Using on-screen animations in a simulation model
enables the status of the model to be viewed as it
progresses e.g. a machine that breaks down may change
its colour to red. This enables visual cues to be passed
back to the operator of the simulation model, so action
could be taken. Additionally, visualisation is useful
in convincing management of the model's credibility.
For example, in manufacturing if the Directors can
see a visualisation of the production line with widgets
travelling down a conveyor belt, it would do more to
sell the concept of the model than a 'black box', churning
out data.
With VIS the prime motivation is not only portrayal
of the running simulation model but also the interaction
with it. For example, in using the above scenario,
if the User wanted to see how the production line would
run with an extra machine then he could simply 'plug
in' a machine, at the appropriate position, and monitor
the effect that this would have on the model.
Visual Interactive Modelling (VIM) takes this concept
one stage further by allowing the model to be created
interactively. This allows a model to be constructed
by dragging (with a mouse) 'Entities' (machines, parts
etc.) from a library onto a frame. The entities could
then be connected in the desired order. Many of the
advanced VIM simulation tools allow program code to
be attached to the entities and events, therefore making
the model potentially more sophisticated and flexible.

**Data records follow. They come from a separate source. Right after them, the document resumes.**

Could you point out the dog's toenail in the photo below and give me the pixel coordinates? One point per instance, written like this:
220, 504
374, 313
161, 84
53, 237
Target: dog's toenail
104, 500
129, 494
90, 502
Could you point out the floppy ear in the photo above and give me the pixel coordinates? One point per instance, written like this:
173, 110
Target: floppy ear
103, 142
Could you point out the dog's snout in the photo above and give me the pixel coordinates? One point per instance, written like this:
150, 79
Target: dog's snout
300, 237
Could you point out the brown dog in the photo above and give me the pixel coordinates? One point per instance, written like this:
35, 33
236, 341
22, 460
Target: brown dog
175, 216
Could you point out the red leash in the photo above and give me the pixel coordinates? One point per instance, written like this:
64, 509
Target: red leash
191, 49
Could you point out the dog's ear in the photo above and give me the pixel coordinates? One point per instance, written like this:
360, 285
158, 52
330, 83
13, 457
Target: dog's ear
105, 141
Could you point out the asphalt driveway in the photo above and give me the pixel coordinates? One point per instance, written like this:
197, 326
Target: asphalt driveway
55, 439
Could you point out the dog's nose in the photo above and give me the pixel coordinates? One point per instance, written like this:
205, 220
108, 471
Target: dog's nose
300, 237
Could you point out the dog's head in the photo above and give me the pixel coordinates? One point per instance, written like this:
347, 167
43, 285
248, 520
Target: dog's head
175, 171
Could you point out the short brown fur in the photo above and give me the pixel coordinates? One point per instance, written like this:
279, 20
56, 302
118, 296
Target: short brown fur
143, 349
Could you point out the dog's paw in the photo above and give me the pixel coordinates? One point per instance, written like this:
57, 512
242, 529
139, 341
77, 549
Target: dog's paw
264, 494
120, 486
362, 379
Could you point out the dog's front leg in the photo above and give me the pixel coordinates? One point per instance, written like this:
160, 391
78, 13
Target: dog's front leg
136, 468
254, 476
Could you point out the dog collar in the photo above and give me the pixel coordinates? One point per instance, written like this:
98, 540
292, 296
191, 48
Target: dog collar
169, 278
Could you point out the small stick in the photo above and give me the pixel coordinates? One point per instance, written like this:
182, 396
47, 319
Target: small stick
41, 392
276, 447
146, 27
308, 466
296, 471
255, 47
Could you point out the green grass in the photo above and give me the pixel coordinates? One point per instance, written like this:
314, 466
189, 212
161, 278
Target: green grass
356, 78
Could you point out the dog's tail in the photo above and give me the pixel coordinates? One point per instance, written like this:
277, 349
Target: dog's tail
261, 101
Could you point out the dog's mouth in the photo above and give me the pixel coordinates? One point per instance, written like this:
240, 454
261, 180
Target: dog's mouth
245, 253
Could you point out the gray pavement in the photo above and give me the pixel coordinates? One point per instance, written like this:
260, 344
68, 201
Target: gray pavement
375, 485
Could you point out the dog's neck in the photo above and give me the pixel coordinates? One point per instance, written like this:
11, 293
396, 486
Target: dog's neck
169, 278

Visualisation and simulation are extensively used
in the training of operational staff, especially where
the training cannot be carried out in real life e.g.
shutting down the reactor of a nuclear power station
after an earthquake.
Object Oriented Simulation
Object Oriented techniques have been developed since
the early 1960's as a result of simulation development
(SIMULA). Until recently, the two were not coupled
despite their original tandem development. There are
currently only a handful of Object Oriented simulation
applications available on a commercial basis; one of
the most prominent of these is iBright Ltd's 'baseSim'.
The main difference between traditional program development
and Object Oriented techniques is the way in which
the data and the program code are stored and manipulated.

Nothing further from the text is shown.